Sir

Your upbeat News (Nature 409, 549; 2001) report of funds being poured into health research via the newly created Canadian Institutes for Health Research (CIHR) requires comment. Although it is true that the CIHR budget from April 1999 to March 2002 will be effectively twice that of the former Medical Research Council of Canada, Canada's expenditure on biomedical research remains paltry.

This year's CIHR budget of some Can$477 million (US$310 million) pales in comparison with the current budget of the US National Institutes of Health (NIH) at US$20.3 billion. The population of Canada is one-tenth that of the United States, so the CIHR budget would have to be increased to about Can $3.1 billion — US$2 billion — to be comparable in per capita terms to that of the NIH. Because the NIH budget itself is on target to double over a five-year period, the United States will continue to outspend Canada by at least a 6:1 margin in the near future.

Although the creation of the CIHR and the doubling of biomedical research spending are very welcome developments, the truth is that operating-grant funding levels in Canada have improved from abysmal to simply inadequate. For example, only 54% of renewal grant applications and 25% of new grant applications were approved in the last CIHR competition, even though several decades of inadequate support had left only the best and brightest scientists competing for funds.

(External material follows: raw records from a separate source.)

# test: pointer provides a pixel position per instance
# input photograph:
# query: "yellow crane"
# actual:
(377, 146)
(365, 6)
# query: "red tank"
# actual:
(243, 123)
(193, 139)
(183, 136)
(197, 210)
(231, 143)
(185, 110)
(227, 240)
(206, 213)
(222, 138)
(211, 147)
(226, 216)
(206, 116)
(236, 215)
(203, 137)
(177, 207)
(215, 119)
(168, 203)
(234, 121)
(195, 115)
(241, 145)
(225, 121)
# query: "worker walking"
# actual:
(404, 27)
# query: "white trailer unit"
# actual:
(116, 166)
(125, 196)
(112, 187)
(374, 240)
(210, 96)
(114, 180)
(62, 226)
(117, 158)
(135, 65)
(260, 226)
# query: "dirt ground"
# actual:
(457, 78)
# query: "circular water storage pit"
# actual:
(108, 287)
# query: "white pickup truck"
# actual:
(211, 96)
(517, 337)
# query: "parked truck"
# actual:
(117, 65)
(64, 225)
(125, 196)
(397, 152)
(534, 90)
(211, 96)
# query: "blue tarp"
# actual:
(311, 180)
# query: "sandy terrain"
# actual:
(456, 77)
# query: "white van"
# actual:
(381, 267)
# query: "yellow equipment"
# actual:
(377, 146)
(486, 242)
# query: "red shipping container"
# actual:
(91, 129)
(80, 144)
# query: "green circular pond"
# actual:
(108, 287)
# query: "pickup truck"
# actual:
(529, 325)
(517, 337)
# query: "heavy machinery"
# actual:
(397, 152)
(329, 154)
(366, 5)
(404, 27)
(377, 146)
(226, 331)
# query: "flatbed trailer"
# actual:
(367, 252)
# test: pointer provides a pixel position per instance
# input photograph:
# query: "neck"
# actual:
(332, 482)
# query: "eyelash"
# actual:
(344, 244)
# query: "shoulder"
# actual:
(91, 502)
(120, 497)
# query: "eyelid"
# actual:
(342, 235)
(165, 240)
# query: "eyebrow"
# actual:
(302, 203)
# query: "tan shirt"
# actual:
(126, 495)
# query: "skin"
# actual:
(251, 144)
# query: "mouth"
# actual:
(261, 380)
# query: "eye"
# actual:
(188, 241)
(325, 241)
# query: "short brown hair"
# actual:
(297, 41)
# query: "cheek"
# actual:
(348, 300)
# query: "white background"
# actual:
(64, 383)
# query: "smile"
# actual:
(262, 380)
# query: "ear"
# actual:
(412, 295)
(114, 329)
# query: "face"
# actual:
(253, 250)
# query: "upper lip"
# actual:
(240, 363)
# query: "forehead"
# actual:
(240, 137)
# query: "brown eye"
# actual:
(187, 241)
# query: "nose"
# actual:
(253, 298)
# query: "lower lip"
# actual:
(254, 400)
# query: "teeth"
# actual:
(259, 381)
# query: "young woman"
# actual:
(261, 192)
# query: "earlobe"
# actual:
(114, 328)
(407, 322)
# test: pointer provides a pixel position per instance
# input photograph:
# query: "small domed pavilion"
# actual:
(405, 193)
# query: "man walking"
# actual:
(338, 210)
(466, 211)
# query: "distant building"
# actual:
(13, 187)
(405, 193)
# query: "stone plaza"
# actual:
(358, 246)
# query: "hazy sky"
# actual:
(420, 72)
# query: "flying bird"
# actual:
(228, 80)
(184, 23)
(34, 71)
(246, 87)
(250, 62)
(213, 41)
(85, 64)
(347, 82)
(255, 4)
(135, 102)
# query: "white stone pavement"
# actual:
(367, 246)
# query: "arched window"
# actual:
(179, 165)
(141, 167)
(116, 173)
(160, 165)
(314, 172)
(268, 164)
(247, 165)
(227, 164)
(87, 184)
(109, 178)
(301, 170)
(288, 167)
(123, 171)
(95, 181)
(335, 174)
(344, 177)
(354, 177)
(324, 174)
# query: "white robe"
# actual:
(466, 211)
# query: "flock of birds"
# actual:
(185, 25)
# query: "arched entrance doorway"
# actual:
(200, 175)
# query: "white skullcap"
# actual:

Moreover, the budgets of the 400 applications funded were reduced by an average of 12.8% from the minimum budgets recommended by the grant committees. The average size of a research grant was about Can$92,000.

Until and unless the Canadian federal government makes several more doublings in the health-research budget, the statement by CIHR president Alan Bernstein — that Canada will be the place for health research in the twenty-first century — will continue to ring hollow.